The Metro West Daily News (MA) reports:
Ten years and $39.8 million later, the Natick Soldier Systems Center has reduced by 80 percent the concentration of contaminants in the groundwater of the Superfund site near Lake Cochituate. The long and complicated cleanup — which faces stages in which chemicals will be harder to remove — could still take 20 more years and at least $20 million.[...]
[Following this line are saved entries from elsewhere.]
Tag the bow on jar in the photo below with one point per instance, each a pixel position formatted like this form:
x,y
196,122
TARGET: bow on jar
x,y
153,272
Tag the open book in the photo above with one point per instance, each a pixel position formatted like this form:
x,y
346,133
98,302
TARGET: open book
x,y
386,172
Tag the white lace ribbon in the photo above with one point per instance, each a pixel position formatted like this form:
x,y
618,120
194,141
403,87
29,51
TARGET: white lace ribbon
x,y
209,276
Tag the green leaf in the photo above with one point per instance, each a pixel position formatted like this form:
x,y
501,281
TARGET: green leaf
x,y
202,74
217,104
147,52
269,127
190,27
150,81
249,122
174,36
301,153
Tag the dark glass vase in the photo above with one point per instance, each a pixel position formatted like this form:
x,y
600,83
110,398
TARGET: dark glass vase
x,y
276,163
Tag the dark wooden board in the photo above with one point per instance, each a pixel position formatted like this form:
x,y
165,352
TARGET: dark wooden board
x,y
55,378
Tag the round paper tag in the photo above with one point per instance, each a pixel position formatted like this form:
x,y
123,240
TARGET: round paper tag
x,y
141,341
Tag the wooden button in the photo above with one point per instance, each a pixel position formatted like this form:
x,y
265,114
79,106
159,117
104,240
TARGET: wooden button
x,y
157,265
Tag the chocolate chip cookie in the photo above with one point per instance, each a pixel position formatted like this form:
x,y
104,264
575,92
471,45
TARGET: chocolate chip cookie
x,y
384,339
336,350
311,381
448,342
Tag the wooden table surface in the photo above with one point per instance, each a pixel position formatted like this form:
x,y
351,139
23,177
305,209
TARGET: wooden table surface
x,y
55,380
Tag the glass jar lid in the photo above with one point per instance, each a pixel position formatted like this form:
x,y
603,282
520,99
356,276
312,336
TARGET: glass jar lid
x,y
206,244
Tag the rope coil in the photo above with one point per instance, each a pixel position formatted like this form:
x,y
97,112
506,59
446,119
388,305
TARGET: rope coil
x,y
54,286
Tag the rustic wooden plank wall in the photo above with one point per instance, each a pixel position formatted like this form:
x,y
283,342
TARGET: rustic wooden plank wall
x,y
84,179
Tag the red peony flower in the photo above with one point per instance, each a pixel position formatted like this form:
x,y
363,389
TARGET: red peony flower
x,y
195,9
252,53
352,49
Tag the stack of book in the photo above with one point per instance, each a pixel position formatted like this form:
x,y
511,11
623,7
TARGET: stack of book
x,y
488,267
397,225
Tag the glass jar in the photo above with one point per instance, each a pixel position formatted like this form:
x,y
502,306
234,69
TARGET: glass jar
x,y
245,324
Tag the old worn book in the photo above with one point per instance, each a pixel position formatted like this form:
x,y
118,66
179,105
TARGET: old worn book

A treatment plant has been cleaning [trichloroethylene and tetrachloroethylene] since 1998 by airing the chemicals into carbon filters and discharging clean water. TCE and PCE have been detected in three different areas of the 12 identified sites. The plant cleanup has cost between $2 million to $5 million per year over the last few years and the facility has pumped and treated 210 million gallons of water so far. The cleanup area of groundwater — known as T-25 — is about 2,200 feet from the Springvale Wells, which supply drinking water to Natick. Although 80 percent of the concentration of TCE and PCE has been removed, the remaining 20 percent will be the hardest to get rid of, raising costs even higher.
[...]
Things, however, could get complicated soon. If the town approves a state plan to put herbicides in the lake to control weed growth, state officials will have to be very careful on where they dump those chemicals, said Natick’s environmental compliance officer Bob Bois. The removal of the weeds — known as milfoil — could make their roots break up the soil and spread the contamination into the water, said Bois. “We want to make sure this does not make the problem worse,” he said.